Monday, June 27, 2005


Several folks have emailed me (and my own brother took me to task) regarding my article Pythagoras and the White Sox on The Hardball Times and asked why I didn’t include a measure of how well the Pythagorean method predicted a team’s final number of wins given the games that they had already won. In other words, use the Pythagorean method to predict the number of games a team will win in the remainder of the season and then add that to the number they had already won. That result could then be compared with the other methods. After all, a team already has those wins in the bank and so they are in economic terms a “sunk cost”. Quite frankly, I missed this entirely but it makes perfect sense. So I did in fact do the calculations and here they are:

Pyth Actual Pyth + Actual
Avg G AvgE StdDev AvgE StdDev AvgE StdDev
10-Apr 5 18.2 11.9 25.5 18.0 18.2 12.0
15-Apr 9 15.8 14.5 17.8 14.6 15.5 14.5
30-Apr 22 11.5 9.3 12.9 7.1 11.2 9.0
30-May 49 8.0 5.6 7.3 5.6 7.5 5.0
30-Jun 76 6.7 5.0 6.5 4.8 6.3 4.5
30-Jul 102 5.1 3.3 3.8 3.0 4.0 2.7
30-Aug 130 3.6 3.0 2.3 1.8 2.2 1.8
5-Oct 162 3.1 2.8 0.0 0.0 0.0 0.0

This table now includes the Pyth + Actual columns that show how well the Pythagorean method does when incorporating the current number of wins. As you can see the average error and standard deviation are a bit lower than using the actual winning percentage through April and then the average error basically tracks with the actuals all the way through the end of August while the standard deviation remains a bit lower. I was a bit surprised that even as late as August 30th the Pythagorean + Actual method was slightly more accurate (2.3 to 2.2 in average error). As a result, I wouldn’t be hesitant to use it at any point in the season.

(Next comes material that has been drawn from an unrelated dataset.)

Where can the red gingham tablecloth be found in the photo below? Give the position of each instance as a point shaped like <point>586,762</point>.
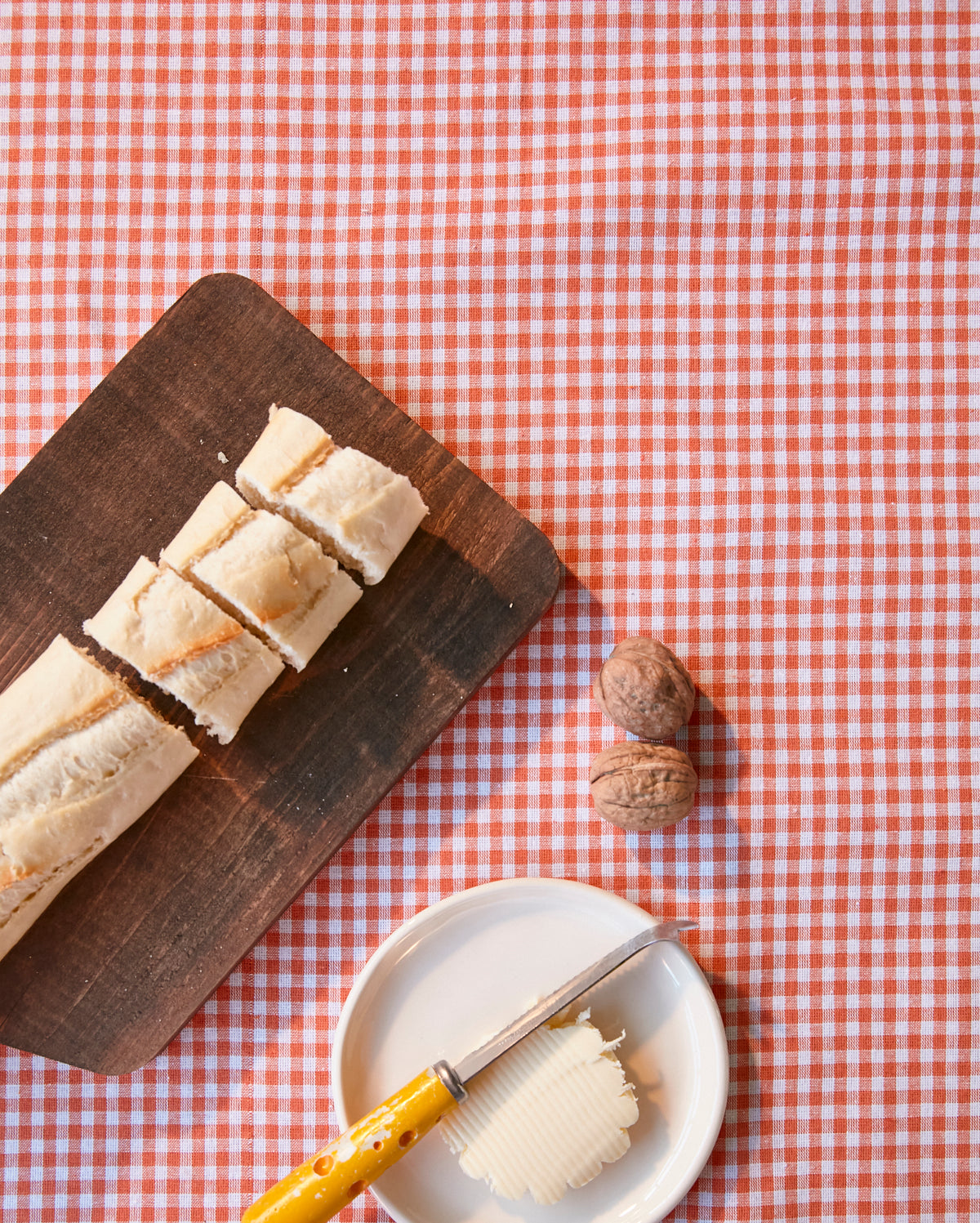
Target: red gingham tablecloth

I must also here admit to an error in the original article. The fourth table I showed that included the correlation coefficients for the Pythagorean wining percentage and the actual winning percentage computed against the final winning percentage was in error. Here is the corrected table along with a third column for the Pyth + Actual.

AvgG PythW% ActualW% Pyth+ActualW%
10-Apr 5 0.414 0.270 0.411
15-Apr 9 0.300 0.347 0.306
30-Apr 22 0.530 0.649 0.559
30-May 49 0.719 0.771 0.757
30-Jun 76 0.780 0.797 0.812
30-Jul 102 0.890 0.930 0.934
30-Aug 130 0.937 0.975 0.976
5-Oct 162 0.951 1.000 1.000

Of course, this clears up my surprise in the original article that the PythW% correlations were so strong (all around .8 or higher). As might be expected the actual winning percentage does a better all the way through of predicting a teams relative rankings and hence number of wins. However, using the combination of Pythagorean winning percentage and actual wins does a better job through mid June until the end of the season. That conclusion validates the results of the previous table and means that using the Pyth+Actual method is a valid way of predicting season outcomes at anytime.

1 comment:

Sox Fan said...

Sorry Dan, as a frustrated Sox fan I feelk compelled to ask you to check the last three years. The Sox are alot closer to the Twins in pythagorean wins than in actual wins, yet the twins play in the postseason and the Sox watch. The fault of pythagorean wins is the same as the BCS. It rewards teams fro 12-2 wins. None of these runs count the next day.

Yes, one and two run wins vary year to year, but every year somebody gets lucky in addition to being good enough. Marlins, Diamondbacks, Angels etc... all surprises.

There are lies, damn lies and statistics. In the end, the only stat that counts is wins. Other stats are useful for helping GM's to figure out where they need to improve. Saying "We were number one in the league with japanese players on 2nd and less than two out in the 3rd through 5th inning" is interesting, but does not get to the root of the problem. The Sox win because they have great starting pitching, good relief pitching, good defense, and an offense that does whatever it needs to do to score.

BTW, home runs re overrated. Would you rather hit a solo homer where you send one extra guy to the plate and never make the pitcher work, or score off 3 singles where 3 extra hitters see the pitcher, he pitches out of the stretch, throws 20 extra pitches, thinks more, works harder and leaves the game to be replaced by weak middle relief?